CCS is offering a few titles for rent at both of its campuses, and Catherine Scott, director of stores, said they’ve been popular. The books rent for a third of the purchase price. But Scott said expanding rentals has been difficult in part because it’s hard to get instructors to commit to a book for two or three years – long enough for the bookstore to make the rental pay.
“They’ll be lucky to get three years out of a book,” said Nancy Loomis, bookstore manager at Whitworth University – though “some books are lasting that long.”
A number of colleges around the country operate rental systems. All students in the University of Wisconsin system pay a fee to support a rental program. Appalachian State University, in Boone, N.C., has offered rentals for decades. Most successful rental programs are at smaller liberal arts colleges, and they would be impractical at most larger universities, according to a report prepared for the Illinois university system in 2005.
“Most often cited are concerns over prohibitive start-up and maintenance costs of inventory, staffing, and administration of such programs; the intellectual rigidity inherent in multiyear cycles of textbook use and uniform textbook assignments across multiple sections of the same course; the demands of rapidly changing resources in such areas as technology, medicine, engineering and science; and the role of foundational textbooks in the lifelong learning process,” the report said.
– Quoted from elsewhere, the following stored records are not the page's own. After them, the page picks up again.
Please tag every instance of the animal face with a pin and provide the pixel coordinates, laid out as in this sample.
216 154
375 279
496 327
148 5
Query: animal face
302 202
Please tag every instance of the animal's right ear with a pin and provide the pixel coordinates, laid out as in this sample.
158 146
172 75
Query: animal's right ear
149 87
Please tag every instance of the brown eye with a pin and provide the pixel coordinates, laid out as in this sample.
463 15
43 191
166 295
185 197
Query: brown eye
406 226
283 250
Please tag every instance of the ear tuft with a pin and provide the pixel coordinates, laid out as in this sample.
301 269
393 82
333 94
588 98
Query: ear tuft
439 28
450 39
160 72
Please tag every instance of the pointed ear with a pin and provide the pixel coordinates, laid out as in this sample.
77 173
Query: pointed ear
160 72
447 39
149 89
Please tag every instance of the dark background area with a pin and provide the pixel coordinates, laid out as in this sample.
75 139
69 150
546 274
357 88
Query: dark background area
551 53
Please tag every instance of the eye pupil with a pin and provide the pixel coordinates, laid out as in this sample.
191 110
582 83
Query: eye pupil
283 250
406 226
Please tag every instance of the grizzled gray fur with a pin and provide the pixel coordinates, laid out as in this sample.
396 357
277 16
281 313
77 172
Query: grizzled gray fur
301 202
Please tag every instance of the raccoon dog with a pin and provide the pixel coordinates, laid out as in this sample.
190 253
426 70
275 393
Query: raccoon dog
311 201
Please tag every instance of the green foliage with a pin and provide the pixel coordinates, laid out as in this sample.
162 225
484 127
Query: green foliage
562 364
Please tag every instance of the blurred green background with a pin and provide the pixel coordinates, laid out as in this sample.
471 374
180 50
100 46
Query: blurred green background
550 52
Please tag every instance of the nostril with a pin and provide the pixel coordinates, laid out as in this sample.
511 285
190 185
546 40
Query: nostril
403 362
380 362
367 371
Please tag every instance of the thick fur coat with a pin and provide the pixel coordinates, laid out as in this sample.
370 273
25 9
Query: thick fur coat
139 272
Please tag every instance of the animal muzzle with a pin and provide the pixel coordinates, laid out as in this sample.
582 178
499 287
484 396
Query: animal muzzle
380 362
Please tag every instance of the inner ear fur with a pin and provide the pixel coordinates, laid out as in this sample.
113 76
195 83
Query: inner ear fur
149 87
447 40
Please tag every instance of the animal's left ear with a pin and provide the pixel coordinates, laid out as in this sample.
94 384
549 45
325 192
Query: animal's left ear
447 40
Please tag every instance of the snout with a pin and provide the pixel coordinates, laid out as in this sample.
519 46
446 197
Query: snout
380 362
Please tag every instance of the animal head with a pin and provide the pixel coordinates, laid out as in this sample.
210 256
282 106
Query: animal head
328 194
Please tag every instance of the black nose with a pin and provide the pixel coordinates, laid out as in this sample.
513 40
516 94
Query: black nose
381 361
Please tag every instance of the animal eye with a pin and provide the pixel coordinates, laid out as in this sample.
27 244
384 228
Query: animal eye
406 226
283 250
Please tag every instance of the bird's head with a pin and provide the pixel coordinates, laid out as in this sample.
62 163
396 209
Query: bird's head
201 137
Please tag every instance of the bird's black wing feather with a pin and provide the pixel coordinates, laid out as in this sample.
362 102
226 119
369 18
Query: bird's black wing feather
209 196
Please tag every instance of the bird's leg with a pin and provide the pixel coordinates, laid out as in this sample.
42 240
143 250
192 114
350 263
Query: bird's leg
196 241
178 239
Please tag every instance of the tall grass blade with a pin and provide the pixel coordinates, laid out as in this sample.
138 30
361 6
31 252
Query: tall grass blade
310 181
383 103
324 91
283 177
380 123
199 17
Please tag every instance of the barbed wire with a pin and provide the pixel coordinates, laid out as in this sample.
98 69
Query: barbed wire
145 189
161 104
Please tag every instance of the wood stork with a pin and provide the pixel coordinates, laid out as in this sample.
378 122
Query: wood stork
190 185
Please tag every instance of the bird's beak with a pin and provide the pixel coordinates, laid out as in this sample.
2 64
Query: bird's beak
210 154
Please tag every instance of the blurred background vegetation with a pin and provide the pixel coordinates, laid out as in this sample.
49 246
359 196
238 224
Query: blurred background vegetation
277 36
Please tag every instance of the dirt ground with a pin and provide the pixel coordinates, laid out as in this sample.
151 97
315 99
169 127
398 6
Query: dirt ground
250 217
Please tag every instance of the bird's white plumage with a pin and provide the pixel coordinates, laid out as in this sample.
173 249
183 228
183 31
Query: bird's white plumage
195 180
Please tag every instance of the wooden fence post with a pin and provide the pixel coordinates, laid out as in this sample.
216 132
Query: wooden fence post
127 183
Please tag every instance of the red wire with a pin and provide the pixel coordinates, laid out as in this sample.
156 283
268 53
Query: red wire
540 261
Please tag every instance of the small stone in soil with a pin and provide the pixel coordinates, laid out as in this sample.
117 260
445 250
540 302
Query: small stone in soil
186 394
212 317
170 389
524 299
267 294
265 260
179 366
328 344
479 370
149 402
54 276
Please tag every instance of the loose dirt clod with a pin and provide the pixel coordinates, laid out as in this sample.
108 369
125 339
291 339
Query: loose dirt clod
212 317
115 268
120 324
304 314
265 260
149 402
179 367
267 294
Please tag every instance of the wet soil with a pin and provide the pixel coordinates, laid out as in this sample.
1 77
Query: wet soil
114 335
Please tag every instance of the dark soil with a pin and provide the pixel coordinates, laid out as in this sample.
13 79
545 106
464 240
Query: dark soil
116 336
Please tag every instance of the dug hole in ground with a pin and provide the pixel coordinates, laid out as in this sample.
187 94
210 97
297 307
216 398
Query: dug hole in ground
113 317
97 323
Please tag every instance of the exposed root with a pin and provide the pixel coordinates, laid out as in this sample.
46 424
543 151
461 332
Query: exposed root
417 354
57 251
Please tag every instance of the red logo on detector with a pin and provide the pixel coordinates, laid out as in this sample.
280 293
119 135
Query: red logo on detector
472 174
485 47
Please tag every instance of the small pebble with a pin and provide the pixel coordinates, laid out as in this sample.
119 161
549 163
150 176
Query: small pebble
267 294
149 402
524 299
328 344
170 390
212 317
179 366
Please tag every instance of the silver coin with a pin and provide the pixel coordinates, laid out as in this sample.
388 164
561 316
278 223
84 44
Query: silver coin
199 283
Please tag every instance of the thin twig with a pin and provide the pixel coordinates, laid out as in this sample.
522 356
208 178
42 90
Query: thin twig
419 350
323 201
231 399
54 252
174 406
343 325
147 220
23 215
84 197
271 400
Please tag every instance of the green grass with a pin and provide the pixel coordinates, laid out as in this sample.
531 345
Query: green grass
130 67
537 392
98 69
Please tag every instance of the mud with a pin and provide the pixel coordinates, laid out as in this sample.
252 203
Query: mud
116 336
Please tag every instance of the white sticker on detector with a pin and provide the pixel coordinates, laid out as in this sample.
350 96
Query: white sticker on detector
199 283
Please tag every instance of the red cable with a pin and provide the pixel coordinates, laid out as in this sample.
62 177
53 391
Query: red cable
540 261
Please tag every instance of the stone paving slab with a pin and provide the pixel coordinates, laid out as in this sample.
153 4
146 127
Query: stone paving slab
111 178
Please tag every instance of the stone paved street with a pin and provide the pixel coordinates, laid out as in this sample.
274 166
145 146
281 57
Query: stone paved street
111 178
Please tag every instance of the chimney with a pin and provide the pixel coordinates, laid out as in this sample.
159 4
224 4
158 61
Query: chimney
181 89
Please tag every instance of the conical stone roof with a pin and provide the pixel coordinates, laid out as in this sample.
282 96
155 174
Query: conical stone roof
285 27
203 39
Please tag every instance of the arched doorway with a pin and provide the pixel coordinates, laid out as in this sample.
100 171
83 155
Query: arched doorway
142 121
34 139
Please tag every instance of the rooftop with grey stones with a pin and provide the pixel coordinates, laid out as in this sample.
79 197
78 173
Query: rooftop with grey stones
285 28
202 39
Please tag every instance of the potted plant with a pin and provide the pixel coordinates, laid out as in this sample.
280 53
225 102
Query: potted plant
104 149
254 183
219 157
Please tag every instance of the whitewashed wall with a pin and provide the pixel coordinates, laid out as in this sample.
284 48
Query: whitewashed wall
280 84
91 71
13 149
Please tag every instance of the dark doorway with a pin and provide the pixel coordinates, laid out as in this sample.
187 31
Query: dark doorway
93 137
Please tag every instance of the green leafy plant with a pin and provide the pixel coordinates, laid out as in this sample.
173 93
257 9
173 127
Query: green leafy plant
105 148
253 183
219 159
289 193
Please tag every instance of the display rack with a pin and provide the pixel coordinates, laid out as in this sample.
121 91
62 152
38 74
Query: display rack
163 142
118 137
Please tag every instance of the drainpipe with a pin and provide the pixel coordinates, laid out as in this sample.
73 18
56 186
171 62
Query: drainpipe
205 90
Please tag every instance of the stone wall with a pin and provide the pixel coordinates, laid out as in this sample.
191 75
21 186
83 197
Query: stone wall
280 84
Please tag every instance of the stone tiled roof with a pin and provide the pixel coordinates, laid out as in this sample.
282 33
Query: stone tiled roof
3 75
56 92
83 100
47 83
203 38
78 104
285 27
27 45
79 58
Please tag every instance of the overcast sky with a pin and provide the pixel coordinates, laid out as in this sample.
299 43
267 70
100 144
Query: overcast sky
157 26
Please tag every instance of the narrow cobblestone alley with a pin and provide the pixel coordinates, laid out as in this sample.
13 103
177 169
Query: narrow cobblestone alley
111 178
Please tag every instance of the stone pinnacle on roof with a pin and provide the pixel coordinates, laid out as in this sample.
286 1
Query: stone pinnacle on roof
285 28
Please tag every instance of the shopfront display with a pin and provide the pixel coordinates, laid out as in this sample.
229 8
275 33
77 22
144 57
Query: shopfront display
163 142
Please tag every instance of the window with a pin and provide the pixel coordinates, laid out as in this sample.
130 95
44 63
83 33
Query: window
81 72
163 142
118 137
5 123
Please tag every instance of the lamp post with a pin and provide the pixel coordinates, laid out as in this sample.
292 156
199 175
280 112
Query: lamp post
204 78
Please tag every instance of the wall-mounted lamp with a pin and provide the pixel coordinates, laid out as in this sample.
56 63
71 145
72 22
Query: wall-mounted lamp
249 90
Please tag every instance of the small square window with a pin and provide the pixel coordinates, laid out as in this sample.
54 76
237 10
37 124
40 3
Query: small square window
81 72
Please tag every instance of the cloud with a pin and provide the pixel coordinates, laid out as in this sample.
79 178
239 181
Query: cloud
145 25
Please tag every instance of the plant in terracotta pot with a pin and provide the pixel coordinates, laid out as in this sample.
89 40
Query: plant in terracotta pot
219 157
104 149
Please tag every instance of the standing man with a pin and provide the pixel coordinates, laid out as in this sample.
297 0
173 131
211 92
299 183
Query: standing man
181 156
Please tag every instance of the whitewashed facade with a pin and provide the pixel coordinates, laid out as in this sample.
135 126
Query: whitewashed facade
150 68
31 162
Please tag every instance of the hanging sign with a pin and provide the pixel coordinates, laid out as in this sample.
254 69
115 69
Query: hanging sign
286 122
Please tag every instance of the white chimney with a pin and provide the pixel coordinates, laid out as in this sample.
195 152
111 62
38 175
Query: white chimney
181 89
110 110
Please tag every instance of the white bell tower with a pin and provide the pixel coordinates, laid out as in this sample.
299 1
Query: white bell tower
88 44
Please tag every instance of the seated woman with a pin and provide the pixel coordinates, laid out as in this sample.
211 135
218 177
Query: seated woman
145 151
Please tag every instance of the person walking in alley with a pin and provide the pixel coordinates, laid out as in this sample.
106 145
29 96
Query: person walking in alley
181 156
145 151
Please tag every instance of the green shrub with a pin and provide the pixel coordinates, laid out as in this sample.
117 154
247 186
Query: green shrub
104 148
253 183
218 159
At EWU, Anderson said the bookstore is starting a small guaranteed buyback program, pledging to buy select titles back from students at 50 percent or 60 percent of the original price – even if the book’s used. Such prices would be competitive with rented books but so far only apply to 10 books.
“It’s small,” he said. “Kind of like (bookstores) who have looked at rental programs have done it – they’ve started small.”
Rashid said Chegg is going the other way – trying to start big.
“We’re actually making a difference in the discussion,” he said.